His battalion not only searched each house once, but repeatedly and inflated the compound's doors at night with highly explosive material.
"I didn't mean to resist," he said, his legs still pounding. "We were the law."
Sparkler of the Week Costume:
Gloria Hunniford's necklaces, worn in her new morning series Food: Truth Or Scare (BBC1), are a real glory. With pearls like tennis balls and amber-sized chunks of amber, it's a miracle that she can turn her head.
The resulting portrait of a good man corrupted by war felt closer to a character in a film than to a documentary. Sassaman seemed to be the living echo of Marlon Brando's crazy Colonel Kurtz in the Vietnam film Apocalypse Now. He realized that the Allies' failure to control the murderous chaos in Iraq after a regime change and what he called "pure evil" of "war as an institution" had caused immeasurable suffering.
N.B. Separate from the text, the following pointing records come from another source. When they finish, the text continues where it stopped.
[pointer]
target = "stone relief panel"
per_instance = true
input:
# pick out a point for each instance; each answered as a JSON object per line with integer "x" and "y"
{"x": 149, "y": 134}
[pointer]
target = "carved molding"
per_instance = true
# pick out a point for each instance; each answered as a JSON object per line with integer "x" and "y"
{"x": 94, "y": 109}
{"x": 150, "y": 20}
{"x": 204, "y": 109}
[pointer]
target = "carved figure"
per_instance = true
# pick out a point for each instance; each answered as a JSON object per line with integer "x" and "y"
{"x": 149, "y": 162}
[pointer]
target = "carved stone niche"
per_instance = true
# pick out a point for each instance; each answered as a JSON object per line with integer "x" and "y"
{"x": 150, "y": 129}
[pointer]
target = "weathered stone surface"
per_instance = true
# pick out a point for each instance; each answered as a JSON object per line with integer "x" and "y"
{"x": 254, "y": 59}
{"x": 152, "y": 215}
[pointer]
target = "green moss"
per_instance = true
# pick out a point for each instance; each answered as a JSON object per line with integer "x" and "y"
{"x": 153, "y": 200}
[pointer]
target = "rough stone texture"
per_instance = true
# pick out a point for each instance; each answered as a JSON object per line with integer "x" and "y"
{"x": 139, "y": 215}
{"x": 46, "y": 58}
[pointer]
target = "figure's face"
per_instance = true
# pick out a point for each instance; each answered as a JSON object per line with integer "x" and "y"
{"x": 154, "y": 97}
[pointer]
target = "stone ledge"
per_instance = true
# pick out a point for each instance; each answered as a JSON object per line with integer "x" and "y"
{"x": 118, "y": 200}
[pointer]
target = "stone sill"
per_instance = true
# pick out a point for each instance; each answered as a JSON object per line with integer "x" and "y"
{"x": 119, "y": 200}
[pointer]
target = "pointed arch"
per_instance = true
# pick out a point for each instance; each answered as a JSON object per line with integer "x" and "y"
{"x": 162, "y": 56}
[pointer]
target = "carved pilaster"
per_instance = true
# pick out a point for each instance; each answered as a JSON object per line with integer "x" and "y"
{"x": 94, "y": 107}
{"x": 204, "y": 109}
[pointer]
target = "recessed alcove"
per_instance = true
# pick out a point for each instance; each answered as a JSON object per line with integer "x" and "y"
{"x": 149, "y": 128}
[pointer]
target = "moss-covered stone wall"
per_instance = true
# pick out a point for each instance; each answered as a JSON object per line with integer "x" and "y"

But he couldn't say that everything he did was wrong. The closest he came to another movie, this time about Star Wars: "Focused on combat," he said, talking about his last months in Iraq. "I'm clearly on the dark side now."
Ludwig van Beethoven also lived on the dark side, despite the musical genius that survived when he died of cirrhosis. His treatment of his nephew and adoptive son Karl drove the young man to attempt suicide.
Beethoven (BBC4), the three-part life story of a man who is considered by many classical musicians to be the greatest of all composers, has not missed these glaring passages.
Beethoven, who had never married, loathed Karl's mother so much that he couldn't bring himself to say her name to Johanna. Instead, he referred to her as "the Queen of the Night" and accused her of all kinds of immorality.
The string quartets and speaking heads have been continuously provided with impressive images – including recordings of gorgeous sunsets that are almost as beautiful as the music.